H.P. Lovecraft - Berge des Wahnsinns

Es gibt 36 Antworten in diesem Thema, welches 7.370 mal aufgerufen wurde. Der letzte Beitrag () ist von Jari.

  • Das Buch ist jetzt zur Hälfte durch. Momentan stecke ich der Geschichte Der Fall Charles Dexter Ward.
    Die Höhepunkte waren bisher ohne Frage Der Ruf des Cthulhu und Die Farbe aus dem All.


    Wobei letztere Geschichte wohl eine der wenigen ist, bei der die Bedrohung aus dem Weltall kommt
    und nicht aus dem Meer oder der Erde. Echt krass was der Familie Gardner wiederfahren ist.


    Auch Cthulhu ist eine immer wiederkehrende Bedrohung, die gleichfalls in der ersten Geschichte Dagon
    schon angedeutet ist. Genau wie wie der Maat Johanson in Der Ruf des Cthulhu erlebt der namenlose
    Erzähler das Auftauchen der "Insel" aus dem Meer und findet dort etwas, dass ihn bis zu seinem Tod
    nicht mehr losläßt.


  • Die Farbe aus dem All.


    Großartige Geschichte, oder? Ich sehe schon, ich muss mir mal wieder ein paar Geschichten zu Gemüte führen. Der morgige Halloweentag wäre der geeignete Anlass.

  • In der Tat.
    Was ich aber nicht verstehe ist, warum Gardner mit seiner Familie den Hof nicht verlassen hat.
    Gut, es war sein Zuhause, das gibt man nicht so einfach auf, aber bevor ich zusehen muss wie
    meine Frau wahnsinnig wird und mir die Kinder wegsterben reagiere ich doch auf die Bedrohung.
    Gardner macht aber gar nichts und das Ergebnis ist absolut erschütternd.

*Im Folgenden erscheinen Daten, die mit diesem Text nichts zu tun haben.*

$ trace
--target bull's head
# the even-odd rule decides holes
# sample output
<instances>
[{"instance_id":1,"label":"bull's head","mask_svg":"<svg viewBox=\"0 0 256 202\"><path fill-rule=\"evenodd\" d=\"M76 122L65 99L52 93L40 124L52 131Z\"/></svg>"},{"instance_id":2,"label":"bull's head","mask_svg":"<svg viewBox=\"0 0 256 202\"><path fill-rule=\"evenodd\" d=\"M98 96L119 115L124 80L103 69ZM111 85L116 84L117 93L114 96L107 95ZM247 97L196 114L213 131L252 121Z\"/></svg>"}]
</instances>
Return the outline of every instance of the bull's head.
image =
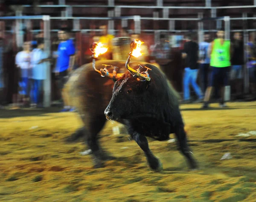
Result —
<instances>
[{"instance_id":1,"label":"bull's head","mask_svg":"<svg viewBox=\"0 0 256 202\"><path fill-rule=\"evenodd\" d=\"M139 65L139 68L135 70L129 65L131 57L137 57L142 55L140 48L142 43L138 40L131 43L131 50L125 63L125 67L131 74L127 72L115 83L112 98L105 111L108 119L138 118L142 115L152 115L151 112L148 111L148 108L152 108L151 106L154 102L151 99L154 94L154 88L150 86L153 84L151 83L148 72L151 69Z\"/></svg>"},{"instance_id":2,"label":"bull's head","mask_svg":"<svg viewBox=\"0 0 256 202\"><path fill-rule=\"evenodd\" d=\"M95 67L96 59L97 59L99 55L104 54L108 51L108 48L104 47L101 43L93 43L91 45L90 49L93 53L92 57L90 57L93 58L93 68L95 71L99 74L102 77L108 77L115 82L123 74L116 74L116 68L118 68L118 67L111 65L102 65L105 66L103 69L101 68L99 70L96 69ZM109 67L113 68L113 73L109 72L107 68Z\"/></svg>"}]
</instances>

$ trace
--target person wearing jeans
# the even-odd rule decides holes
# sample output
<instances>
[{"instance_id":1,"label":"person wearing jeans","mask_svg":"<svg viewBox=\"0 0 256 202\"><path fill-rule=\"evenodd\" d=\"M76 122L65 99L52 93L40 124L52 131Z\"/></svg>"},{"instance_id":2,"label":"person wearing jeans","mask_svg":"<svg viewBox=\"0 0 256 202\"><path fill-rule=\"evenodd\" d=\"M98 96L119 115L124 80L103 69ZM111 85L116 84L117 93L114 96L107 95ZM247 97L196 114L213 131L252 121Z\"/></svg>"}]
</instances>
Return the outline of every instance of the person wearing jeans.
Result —
<instances>
[{"instance_id":1,"label":"person wearing jeans","mask_svg":"<svg viewBox=\"0 0 256 202\"><path fill-rule=\"evenodd\" d=\"M191 84L197 95L201 99L203 98L202 92L200 87L196 83L198 69L191 69L189 67L185 68L184 77L183 79L183 87L184 93L184 100L189 100L190 98L189 84Z\"/></svg>"},{"instance_id":2,"label":"person wearing jeans","mask_svg":"<svg viewBox=\"0 0 256 202\"><path fill-rule=\"evenodd\" d=\"M44 47L44 38L38 38L37 48L33 50L31 56L32 88L31 92L31 106L33 108L39 106L40 103L42 104L44 81L46 79L47 62L50 60L43 51Z\"/></svg>"},{"instance_id":3,"label":"person wearing jeans","mask_svg":"<svg viewBox=\"0 0 256 202\"><path fill-rule=\"evenodd\" d=\"M188 34L187 38L187 40L184 45L184 50L182 54L182 57L186 58L187 67L185 68L183 78L184 102L186 102L190 101L190 84L192 85L198 97L197 101L200 102L203 99L203 96L201 89L196 83L198 66L198 45L196 42L192 40L191 34Z\"/></svg>"},{"instance_id":4,"label":"person wearing jeans","mask_svg":"<svg viewBox=\"0 0 256 202\"><path fill-rule=\"evenodd\" d=\"M209 82L209 73L210 71L210 58L208 56L208 49L210 44L210 37L208 33L204 34L204 41L199 44L200 60L200 79L203 93L204 94Z\"/></svg>"}]
</instances>

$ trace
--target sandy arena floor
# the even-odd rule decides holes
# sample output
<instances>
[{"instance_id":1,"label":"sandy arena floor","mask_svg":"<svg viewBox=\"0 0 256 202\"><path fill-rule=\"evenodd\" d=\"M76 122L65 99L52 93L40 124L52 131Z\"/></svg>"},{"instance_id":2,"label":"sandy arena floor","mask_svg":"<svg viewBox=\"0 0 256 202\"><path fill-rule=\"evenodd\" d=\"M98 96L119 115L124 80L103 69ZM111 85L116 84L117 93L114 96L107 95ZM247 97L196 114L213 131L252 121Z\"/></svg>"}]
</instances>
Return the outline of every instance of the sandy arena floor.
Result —
<instances>
[{"instance_id":1,"label":"sandy arena floor","mask_svg":"<svg viewBox=\"0 0 256 202\"><path fill-rule=\"evenodd\" d=\"M175 142L149 139L160 173L128 135L112 134L116 123L100 139L118 159L94 169L82 142L64 142L81 125L75 113L0 110L0 201L256 202L256 102L228 104L181 106L201 170L188 170Z\"/></svg>"}]
</instances>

  • Aber das ist doch der Punkt. Wenn alles so logisch und rational wäre, dann wäre der Horror nicht da ^^ Gerade das ohnmächtige Mitansehen des Grauens fügt sich als Mosaikstein in den Gesamtalptraum. Nicht denken - fühlen! Und insbesondere die Tragik, dass Gardner ohnmächtig und zu phlegmatisch war, zu reagieren, geradezu erstarrt, ist ja auch ein reizvoller Aspekt. Somit gesellt sich zu dem nicht fassbaren, abstrakten Grauen auch noch der menschliche Horror sozusagen.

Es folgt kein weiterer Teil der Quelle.